16. Horizontal major axis; passes through the points \( (5,0) \) and \( (0,2) \) 17. Vertices: \( ( \pm 6,0) \); passes through the point \( (4,1) \) 18. Vertices: \( (0, \pm 8) \); passes through the point \( (3,4) \)

To find the equations of the conic sections based on the given points, first take note of the vertices given in each scenario.
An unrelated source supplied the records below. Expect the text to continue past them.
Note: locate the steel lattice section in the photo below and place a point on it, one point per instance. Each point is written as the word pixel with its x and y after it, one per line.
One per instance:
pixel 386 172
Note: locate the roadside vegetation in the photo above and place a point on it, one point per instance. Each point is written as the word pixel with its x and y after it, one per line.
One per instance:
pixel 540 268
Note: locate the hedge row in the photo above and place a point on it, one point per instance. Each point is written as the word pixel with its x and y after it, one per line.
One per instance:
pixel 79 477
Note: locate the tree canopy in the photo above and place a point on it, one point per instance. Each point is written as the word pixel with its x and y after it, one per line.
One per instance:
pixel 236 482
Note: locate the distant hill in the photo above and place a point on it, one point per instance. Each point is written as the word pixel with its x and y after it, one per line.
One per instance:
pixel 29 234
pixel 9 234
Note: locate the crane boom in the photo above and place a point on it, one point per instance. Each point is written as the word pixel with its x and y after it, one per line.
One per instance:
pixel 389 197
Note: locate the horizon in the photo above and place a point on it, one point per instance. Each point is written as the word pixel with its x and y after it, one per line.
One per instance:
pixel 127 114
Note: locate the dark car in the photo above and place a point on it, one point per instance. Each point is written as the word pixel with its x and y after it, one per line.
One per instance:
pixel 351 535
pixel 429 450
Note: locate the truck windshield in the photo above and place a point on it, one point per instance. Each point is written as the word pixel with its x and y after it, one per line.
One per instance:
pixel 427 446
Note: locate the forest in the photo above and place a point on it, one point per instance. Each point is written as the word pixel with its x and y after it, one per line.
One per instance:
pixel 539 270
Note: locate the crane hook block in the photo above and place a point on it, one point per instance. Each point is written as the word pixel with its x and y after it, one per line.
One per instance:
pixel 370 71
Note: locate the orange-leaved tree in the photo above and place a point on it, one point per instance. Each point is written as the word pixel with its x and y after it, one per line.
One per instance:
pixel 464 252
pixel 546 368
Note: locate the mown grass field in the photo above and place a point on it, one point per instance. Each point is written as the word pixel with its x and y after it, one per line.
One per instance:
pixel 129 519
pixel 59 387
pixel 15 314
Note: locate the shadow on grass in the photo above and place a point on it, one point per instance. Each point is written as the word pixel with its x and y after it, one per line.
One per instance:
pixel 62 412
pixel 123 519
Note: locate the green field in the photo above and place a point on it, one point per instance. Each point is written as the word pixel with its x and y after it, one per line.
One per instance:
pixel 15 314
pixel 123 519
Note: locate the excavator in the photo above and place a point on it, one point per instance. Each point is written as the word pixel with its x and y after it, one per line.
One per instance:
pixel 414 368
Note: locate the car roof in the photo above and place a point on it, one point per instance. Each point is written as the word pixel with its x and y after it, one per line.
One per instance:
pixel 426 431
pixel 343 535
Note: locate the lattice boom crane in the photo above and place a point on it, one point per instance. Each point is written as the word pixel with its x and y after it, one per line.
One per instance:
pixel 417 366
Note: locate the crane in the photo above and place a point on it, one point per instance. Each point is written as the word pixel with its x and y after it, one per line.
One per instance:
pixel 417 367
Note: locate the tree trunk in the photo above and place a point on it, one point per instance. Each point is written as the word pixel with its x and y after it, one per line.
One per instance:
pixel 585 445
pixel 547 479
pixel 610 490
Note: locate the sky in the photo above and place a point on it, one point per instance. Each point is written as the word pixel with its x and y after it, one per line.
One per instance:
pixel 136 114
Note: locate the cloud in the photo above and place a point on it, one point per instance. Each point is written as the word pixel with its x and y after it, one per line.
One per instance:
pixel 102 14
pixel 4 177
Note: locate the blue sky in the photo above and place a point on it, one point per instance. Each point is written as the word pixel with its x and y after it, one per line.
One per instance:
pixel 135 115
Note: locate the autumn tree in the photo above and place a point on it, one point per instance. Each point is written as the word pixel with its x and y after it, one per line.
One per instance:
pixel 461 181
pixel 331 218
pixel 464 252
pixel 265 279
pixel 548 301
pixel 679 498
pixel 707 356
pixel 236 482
For a hyperbola with a horizontal major axis that passes through the points \( (5,0) \) and \( (0,2) \), you can use the standard form of a hyperbola. The center will be at the midpoint of \( (5,0) \) and the other point, giving a starting point for your equation. For the vertices listed as \( ( \pm 6,0) \), you have an ellipse with a major axis on the x-axis. The equation will start out as \( \frac{x^2}{36} + \frac{y^2}{b^2} = 1 \). You can find \( b \) using the fact that it passes through the point \( (4,1) \) to solve for that missing value. The third scenario with vertices at \( (0, \pm 8) \) suggests a vertical ellipse. Starting with the equation \( \frac{x^2}{a^2} + \frac{y^2}{64} = 1 \), you can plug in the coordinates of the point \( (3,4) \) to determine the value of \( a \) and complete the equation. The mystery of these shapes begins to unravel with a bit of algebra!